Here we go then, this is just about the last major bit of rotten metal anywhere on the car, so it’s quite a milestone to be cutting this lot out.
The edges of the front scuttle panel where it meets the front wings and the corners of the windscreen were another disasterously bad area of my car which I had not repaired properly first time round. The picture below shows the standard of the previous attempt, scrunched up newspaper that had been covered over with inches of body filler. I initially tried convince myself it could not have been my own work, but the date on the newspaper was July 1996, after I bought the car, so it’s a fair cop!
Anyway, we’re doing things properly this time round… On with removing the windscreen frame. The outer edges of the A-posts use the same stitched spot welds as the edge of the roof panel that I was contending with yesterday, so I used the same technique with the edge of a grinding disc to thin them out. At the top of the A-posts there is this substantial supporting structure with multiple spot welds to drill out. This releases the top horizontal section of the windscreen frame, which I’ve just cut off in the picture below.
I did the same again on the other side and then I was left with just the main scuttle section of the panel to remove.
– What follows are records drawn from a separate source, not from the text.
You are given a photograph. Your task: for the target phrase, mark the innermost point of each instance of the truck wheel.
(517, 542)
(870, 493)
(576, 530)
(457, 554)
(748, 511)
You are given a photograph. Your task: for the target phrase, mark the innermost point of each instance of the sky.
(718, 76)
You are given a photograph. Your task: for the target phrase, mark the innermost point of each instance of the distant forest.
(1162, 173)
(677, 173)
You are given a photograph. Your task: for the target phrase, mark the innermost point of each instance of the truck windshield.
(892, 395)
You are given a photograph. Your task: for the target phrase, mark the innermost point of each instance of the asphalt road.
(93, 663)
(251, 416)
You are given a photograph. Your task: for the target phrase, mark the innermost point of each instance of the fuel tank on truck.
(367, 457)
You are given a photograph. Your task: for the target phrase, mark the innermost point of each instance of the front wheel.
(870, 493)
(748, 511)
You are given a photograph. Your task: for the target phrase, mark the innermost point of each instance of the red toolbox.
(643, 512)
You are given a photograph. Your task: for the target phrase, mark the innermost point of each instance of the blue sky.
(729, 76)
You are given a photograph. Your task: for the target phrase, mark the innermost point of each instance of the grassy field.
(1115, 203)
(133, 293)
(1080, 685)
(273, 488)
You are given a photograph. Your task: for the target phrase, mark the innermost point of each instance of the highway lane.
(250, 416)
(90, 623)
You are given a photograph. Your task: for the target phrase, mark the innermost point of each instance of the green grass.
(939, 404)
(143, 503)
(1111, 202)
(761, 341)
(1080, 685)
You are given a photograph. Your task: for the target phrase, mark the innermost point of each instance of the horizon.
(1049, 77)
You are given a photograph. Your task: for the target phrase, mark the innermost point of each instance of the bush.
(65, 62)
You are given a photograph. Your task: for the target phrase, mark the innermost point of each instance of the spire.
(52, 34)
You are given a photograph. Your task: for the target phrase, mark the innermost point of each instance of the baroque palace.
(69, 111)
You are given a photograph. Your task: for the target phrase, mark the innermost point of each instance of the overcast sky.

This is reasonably simple, just very time consuming to drill out so many spot welds – I counted about 170 spots holding this panel on!
Once that was out I ground back any spots that hadn’t come away cleanly, and then gave everything a good blast with the wire whel. There was no rot on any of the remaining panels thankfully, just the usual surface rust, so everything came back to clean shiny metal.
Finished up today by priming all the exposed metal, and I’ll paint the areas which will be hidden by the new panels properly before I start welding them on.
Hopefully I’ll keep up this current momentum and have the new scuttle and roof on within the next few days. Feels good to be working through my stockpile of new parts again and making some space in the shed!